In earlier years, the Legatum Prosperity Index findings were that, as long as the economy keeps growing, people will remain happy. The relationship was positively correlated and it was the kind that creates the so-called “virtuous cycle” of increasing prosperity without being too vulnerable to the laws of diminishing returns. The category of prosperity is also approached in a holistic manner, gauging a wide range of thematic categories, ranging from the economy, to health care, to citizens’ freedoms.
Last week, the Legatum Institute released its 2010 report, finding Norway, Denmark and Finland to be the highest scorers and seeing the U.S. drop to 10th place overall. As the Institute approaches its Index holistically, it also provides for an interesting read on how, from one country to another, the public perceive its societies and themselves within them.
After the Tuesday elections, it is clear that President Obama did not bother with yet another Index measuring what people at home or half way around the world think. But, if he did, he may not have spent the first year of his presidency, and an enormous amount of his political capital, on overhauling the U.S. healthcare system, which the Legatum Prosperity Index had measured as number one in the world in 2009. Americans thought so, too, the concept of universal health care completely escaping them, and perhaps the country’s lawmakers, too. Instead, the end result was astounding anger at the Big Government that resulted in the loss of House of Representatives when President Obama may need it the most.
While the Legatum Prosperity Index is likely an excellent gauge of macroeconomic factors and the public mood, I’m not so sure that one of the variables in this equation—the U.S. public that is—got it right. Northern European countries have found a way to have their welfare states and prosperous economies, too. The way they managed to mesh it all so well is the fact that they are also the highest taxed countries in the world. But Northern Europeans do not complain about the Big Government or that huge chunks of their paychecks get sliced off every payday. So, what gives?

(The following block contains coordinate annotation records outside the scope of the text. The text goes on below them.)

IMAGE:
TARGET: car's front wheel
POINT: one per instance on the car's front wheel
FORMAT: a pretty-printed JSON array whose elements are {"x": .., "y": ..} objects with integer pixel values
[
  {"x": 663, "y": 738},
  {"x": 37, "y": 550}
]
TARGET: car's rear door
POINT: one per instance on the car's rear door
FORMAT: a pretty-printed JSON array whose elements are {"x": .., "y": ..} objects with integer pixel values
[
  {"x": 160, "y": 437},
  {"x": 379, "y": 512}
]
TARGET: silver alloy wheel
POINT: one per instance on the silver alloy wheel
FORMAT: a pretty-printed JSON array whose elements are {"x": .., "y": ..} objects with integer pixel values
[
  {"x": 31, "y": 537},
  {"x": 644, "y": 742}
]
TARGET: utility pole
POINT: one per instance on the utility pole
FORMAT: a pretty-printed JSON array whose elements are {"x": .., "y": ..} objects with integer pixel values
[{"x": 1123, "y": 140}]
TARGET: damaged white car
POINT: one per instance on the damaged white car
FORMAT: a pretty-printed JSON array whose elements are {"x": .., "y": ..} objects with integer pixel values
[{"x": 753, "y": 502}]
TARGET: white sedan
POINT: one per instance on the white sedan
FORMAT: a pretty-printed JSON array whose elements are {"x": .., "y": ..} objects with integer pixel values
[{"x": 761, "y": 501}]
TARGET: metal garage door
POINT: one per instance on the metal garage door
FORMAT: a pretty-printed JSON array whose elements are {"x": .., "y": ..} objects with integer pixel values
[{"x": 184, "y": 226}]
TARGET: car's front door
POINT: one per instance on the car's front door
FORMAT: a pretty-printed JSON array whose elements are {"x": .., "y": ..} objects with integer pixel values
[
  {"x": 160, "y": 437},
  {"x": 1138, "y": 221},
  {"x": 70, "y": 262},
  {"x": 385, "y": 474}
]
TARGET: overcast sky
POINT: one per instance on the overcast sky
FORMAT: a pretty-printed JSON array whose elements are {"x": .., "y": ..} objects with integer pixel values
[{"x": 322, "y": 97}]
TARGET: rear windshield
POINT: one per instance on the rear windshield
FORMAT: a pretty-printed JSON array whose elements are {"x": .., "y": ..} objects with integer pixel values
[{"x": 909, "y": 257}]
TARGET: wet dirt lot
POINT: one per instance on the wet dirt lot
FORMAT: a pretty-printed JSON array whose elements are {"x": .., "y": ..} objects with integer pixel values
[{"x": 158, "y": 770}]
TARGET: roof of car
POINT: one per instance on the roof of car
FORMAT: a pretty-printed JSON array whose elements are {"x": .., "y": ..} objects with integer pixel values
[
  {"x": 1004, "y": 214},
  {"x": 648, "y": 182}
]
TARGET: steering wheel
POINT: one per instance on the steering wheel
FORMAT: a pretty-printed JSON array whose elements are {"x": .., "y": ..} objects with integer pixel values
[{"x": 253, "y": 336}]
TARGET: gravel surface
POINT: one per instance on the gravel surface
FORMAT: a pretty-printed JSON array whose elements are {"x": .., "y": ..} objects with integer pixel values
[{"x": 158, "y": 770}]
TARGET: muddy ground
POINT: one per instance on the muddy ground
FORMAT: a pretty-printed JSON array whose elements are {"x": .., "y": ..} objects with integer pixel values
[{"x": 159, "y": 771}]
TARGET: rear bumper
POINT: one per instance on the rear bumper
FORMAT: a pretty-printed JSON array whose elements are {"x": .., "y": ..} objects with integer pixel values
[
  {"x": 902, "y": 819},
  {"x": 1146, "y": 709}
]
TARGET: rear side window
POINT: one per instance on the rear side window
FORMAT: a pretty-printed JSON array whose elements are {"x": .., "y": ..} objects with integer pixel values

Take the number one country in the world—Norway. It has the highest GDP, which is not surprising considering the country’s fossil fuel resources. Norway’s unemployment rate is also something we can only dream of—2.6%. Norway ranks high in personal freedoms, too, holding the second place, after Canada. In comparison, the U.S. holds 14th place in per capita GDP, it is 25th when it comes to safety and security, and, as for personal freedoms, it holds 9th place. What perhaps keeps the illusion going in America is that over 90% of its citizens believe that, as long as they work hard, prosperity will come. Such notions of the times past are admirable, for sure, but mass delusion is never good, either in politics or in economics.
Americans and their politicians-elect must realize that national prosperity is as much tied to social welfare as it is to macroeconomic factors. Do you know how Scandinavian countries can have their cake and eat it, too? About 15 years ago, they have started reducing welfare spending, trimming services that cost too much, but without which the society as a whole could go on, keeping those that are building the country’s future and not just alleviating temporary hurts, and, finally, investing in children, their education and well-being. This is the kind of insightful and protective frugality that could have saved our society from so much hurt in the past two years. It is also something that takes more time to bear fruit than one President’s two years in Office.